Cirque to Restructure, 400 Jobs Cut {UPDATED}

In an announcement made earlier today, Cirque du Soleil is slashing a number of positions, mostly at its Montreal headquarters, citing tough economic times and out of control expenses. Here are some highlights from the announcement:

  • “The Cirque is going through a difficult period but not a difficult financial period,” spokeswoman Renée-Claude Ménard said Wednesday at the company’s Montreal headquarters.
  • “We are now in the process of reviewing within the company worldwide, all of our expenses, to ensure we decrease them significantly,” said Renée-Claude Ménard.
  • “We’ve identified 400 positions [to be cut], the majority are in the Montreal operations, but we don’t have a definite number yet,” she said. (About 50 positions were abolished before the holidays; 30 in Montreal alone).
  • The first round of layoffs will happen before the end of January and will run through March.
  • Cirque employs about 5,000 people world-wide, 2,000 of those are in Montreal. The cuts represent 9 percent of the company’s total workforce.
  • Owner Guy Laliberté was not on hand for the announcement, company representatives said he was breaking the news to staff at the same time. And despite the restructuring, Laliberté has no intention of selling the company.
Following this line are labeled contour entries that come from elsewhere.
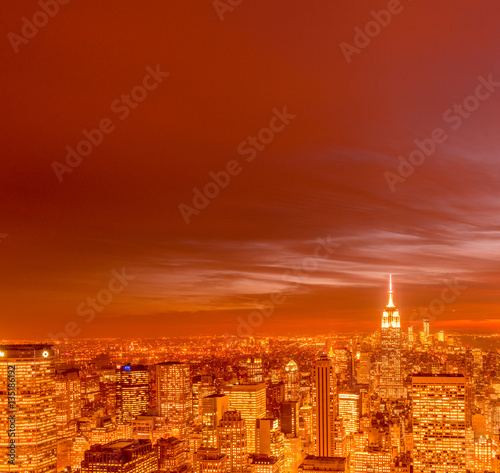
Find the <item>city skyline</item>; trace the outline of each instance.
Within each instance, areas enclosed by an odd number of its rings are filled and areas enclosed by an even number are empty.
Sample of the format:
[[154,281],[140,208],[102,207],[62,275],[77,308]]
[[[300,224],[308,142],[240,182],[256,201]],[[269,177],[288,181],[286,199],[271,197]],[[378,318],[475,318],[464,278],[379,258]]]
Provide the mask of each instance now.
[[1,338],[370,332],[391,272],[500,329],[499,5],[47,1],[0,6]]

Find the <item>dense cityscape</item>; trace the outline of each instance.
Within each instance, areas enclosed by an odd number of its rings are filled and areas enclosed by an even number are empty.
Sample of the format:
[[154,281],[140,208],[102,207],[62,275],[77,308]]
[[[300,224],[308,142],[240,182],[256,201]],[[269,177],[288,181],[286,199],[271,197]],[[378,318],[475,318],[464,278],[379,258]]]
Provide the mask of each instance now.
[[[376,310],[374,310],[374,314]],[[0,348],[0,471],[498,472],[500,335],[74,339]]]

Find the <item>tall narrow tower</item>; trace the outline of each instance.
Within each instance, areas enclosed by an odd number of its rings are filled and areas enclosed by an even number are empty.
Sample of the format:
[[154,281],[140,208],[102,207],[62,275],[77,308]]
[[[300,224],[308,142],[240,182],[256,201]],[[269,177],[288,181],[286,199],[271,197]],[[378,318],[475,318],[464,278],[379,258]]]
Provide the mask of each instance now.
[[0,471],[57,471],[55,353],[0,347]]
[[313,369],[313,442],[318,457],[335,456],[337,377],[330,358],[322,356]]
[[382,314],[380,332],[382,363],[380,367],[380,388],[382,397],[395,399],[403,395],[401,381],[401,324],[399,310],[392,300],[392,275],[389,276],[389,302]]

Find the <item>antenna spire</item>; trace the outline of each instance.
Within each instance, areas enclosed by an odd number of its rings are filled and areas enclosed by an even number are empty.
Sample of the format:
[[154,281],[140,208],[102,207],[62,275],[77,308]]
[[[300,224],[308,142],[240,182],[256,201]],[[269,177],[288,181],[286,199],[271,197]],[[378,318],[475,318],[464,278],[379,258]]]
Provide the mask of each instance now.
[[389,273],[389,302],[387,307],[396,307],[392,301],[392,273]]

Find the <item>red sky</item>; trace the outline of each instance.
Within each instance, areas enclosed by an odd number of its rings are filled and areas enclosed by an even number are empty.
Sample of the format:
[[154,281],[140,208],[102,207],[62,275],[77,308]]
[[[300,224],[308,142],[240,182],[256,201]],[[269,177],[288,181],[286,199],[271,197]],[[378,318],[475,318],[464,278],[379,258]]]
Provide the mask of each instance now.
[[[70,321],[81,337],[236,333],[283,291],[255,333],[373,330],[389,272],[405,327],[456,279],[433,328],[496,330],[500,88],[456,130],[443,115],[479,76],[500,81],[500,5],[400,5],[348,63],[340,44],[387,1],[243,0],[221,21],[211,1],[71,0],[22,43],[10,33],[40,6],[2,2],[0,338]],[[112,103],[157,65],[170,75],[120,120]],[[240,143],[284,108],[248,162]],[[104,118],[114,131],[59,182],[52,163]],[[392,192],[384,173],[434,128],[447,140]],[[186,224],[179,205],[232,160]],[[122,268],[134,279],[85,322],[77,307]]]

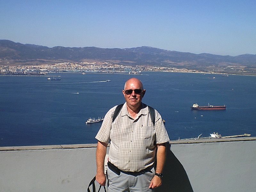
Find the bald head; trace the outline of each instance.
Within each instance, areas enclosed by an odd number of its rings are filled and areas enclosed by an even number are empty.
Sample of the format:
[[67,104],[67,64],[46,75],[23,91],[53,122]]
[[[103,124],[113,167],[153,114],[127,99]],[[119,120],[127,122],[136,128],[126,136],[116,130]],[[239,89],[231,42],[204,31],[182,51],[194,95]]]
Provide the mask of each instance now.
[[137,89],[143,89],[143,85],[141,82],[137,78],[133,78],[128,79],[125,82],[124,90],[126,90],[127,89],[127,86],[130,87],[131,85],[132,86],[133,85],[134,85],[134,86],[136,85],[137,86],[139,86],[139,87],[137,88]]

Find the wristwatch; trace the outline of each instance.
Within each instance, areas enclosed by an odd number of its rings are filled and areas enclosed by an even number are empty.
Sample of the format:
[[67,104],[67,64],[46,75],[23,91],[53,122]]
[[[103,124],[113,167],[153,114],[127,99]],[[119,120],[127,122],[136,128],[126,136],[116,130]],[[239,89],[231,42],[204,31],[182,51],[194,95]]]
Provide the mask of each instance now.
[[164,176],[163,175],[163,173],[156,173],[156,174],[155,174],[155,175],[156,175],[157,176],[158,176],[158,177],[159,177],[161,179],[163,178],[163,177]]

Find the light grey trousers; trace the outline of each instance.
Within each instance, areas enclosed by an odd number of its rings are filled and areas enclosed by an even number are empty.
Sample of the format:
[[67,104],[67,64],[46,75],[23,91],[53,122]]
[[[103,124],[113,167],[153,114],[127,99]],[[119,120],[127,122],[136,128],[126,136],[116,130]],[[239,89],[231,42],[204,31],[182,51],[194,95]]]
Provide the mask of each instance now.
[[155,174],[154,167],[150,172],[143,174],[121,172],[120,175],[108,168],[108,192],[153,192],[154,189],[148,187]]

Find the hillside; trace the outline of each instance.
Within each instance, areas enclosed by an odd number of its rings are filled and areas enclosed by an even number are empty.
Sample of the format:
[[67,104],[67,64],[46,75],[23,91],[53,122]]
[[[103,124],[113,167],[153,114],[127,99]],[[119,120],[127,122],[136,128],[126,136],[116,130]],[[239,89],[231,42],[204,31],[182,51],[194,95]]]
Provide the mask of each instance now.
[[130,65],[205,68],[211,66],[256,66],[256,55],[236,56],[209,53],[195,54],[168,51],[150,47],[125,49],[102,48],[94,47],[49,48],[23,44],[8,40],[0,40],[0,64],[38,64],[58,61],[78,62],[83,60],[113,61]]

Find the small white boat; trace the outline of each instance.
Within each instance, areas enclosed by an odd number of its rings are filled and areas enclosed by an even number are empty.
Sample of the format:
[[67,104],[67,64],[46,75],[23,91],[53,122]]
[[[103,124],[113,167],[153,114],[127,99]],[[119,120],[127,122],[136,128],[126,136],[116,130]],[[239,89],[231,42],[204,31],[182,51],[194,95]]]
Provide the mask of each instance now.
[[90,117],[88,120],[85,122],[85,124],[88,124],[90,123],[98,123],[98,122],[101,122],[102,121],[104,120],[104,118],[100,118],[100,117],[98,117],[98,119],[95,119],[95,118],[92,118],[92,119]]
[[213,133],[210,134],[210,135],[211,135],[211,137],[213,138],[221,138],[221,135],[220,134],[219,134],[218,132],[213,132]]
  • “The first thing to say is that the Circus is not in crisis,” Menard told a news conference Wednesday. “Let’s get that straight. We had a record year in terms of tickets sold. We sold more than 14 million tickets this year. We had a record year for total revenue, with more than $1-billion.” Despite that, the Cirque didn’t make money, Menard said.
  • Most of the Cirque’s revenue comes from outside the Country – and Ménard said for every cent the Canadian dollar increases, it costs the company $3 million is lost revenue.
  • The first sign things were changing, Ménard admitted, was back in 2008. The company started to see expenses increase sharply, and as the Canadian dollar inched higher, revenues decreased. “Basically, we’re very lucky that within a very difficult financial and economic situation worldwide – that we’re still pulling the rabbit out of the hat,” she said.
  • It’s a problem, she admits, the company has avoided facing for several years, but it now has no choice. “And now, at 29-years-old, Cirque has to be mature and look at it [as] a mature company.”
  • In addition to the layoffs, Cirque said it would be closing four shows to trim expenses. “We would have been much happier to tell you those shows weren’t closing,” Ms. Ménard said. “But it’s not a revenue issue, it’s an expense issue.”